Der neue Chef von Vetropack ist fasziniert von den Möglichkeiten, die Glasverpackungen bieten.
«Glas hat mit Sicherheit eine Zukunft», sagt Johann Reiter, der traditionelle Packstoff verfüge über vorzügliche Eigenschaften. Glas hebe das verpackte Produkt hervor, schütze es ideal und verleihe ihm im Wortsinne Gewicht. Auch könne man Glas in jede Form und Farbe bringen. Zudem sei es unendlich rezyklierbar, schwärmt Reiter. Seit Anfang Jahr ist der 57-jährige Österreicher CEO des Glasverpackungsherstellers Vetropack (VET 1900 0%). Zuvor leitete er seit 2010 den Geschäftsbereich Schweiz/Österreich.
Vetropack mit Sitz in Bülach produziert jährlich fast 5 Mrd. Glasverpackungen und setzt damit gut 600 Mio. Fr. um. Das Unternehmen betreibt Werke in der Schweiz (St. Prex), in Österreich, in Tschechien, Kroatien, in der Slowakei, der Ukraine und in Italien.

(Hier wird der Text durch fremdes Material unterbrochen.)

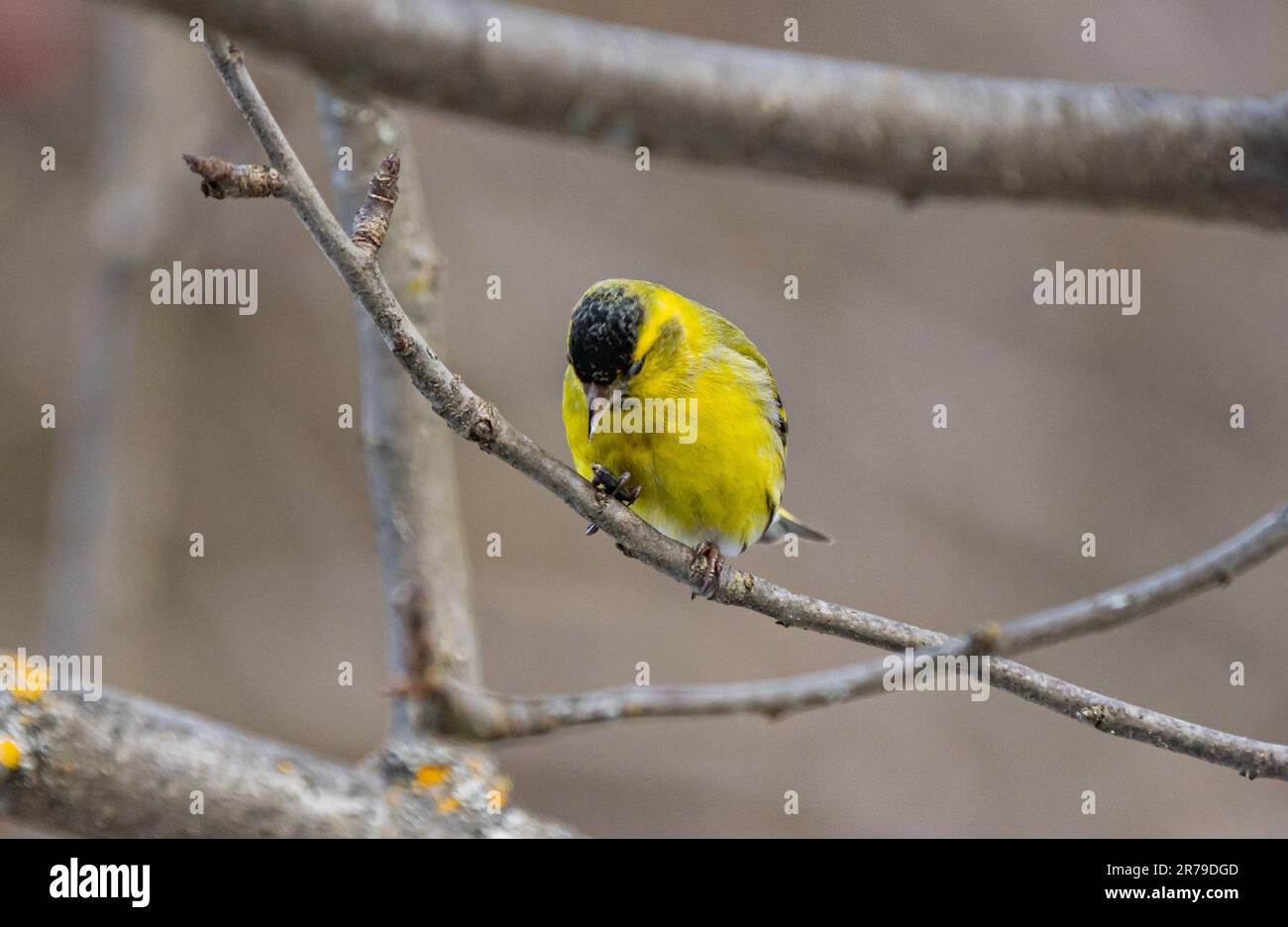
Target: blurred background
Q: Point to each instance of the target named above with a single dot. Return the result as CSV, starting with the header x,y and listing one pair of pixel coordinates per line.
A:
x,y
1063,420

Reiter will als neuer Chef nicht alles umwälzen, sondern «das Unternehmen evolutionär weiterentwickeln». Vetropack sei «ein solides Unternehmen» und stehe finanziell gut da, urteilt er. Besonderes Gewicht will er auf das Heben von Synergien innerhalb der Gruppe legen. «Da besteht noch viel Potenzial; wir betreiben in allen Werken die gleichen Maschinen.» Am Werk im waadtländischen St. Prex will er einstweilen festhalten, obwohl die Schweiz ein Hochkostenland ist. In den vergangenen fünf, sechs Jahren wurde dort massiv investiert. «Das ist ein Bekenntnis zum Standort Schweiz, auch wenn das wirtschaftliche Umfeld nicht einfach ist», sagt Reiter. Jetzt werde der Betrieb weiter optimiert.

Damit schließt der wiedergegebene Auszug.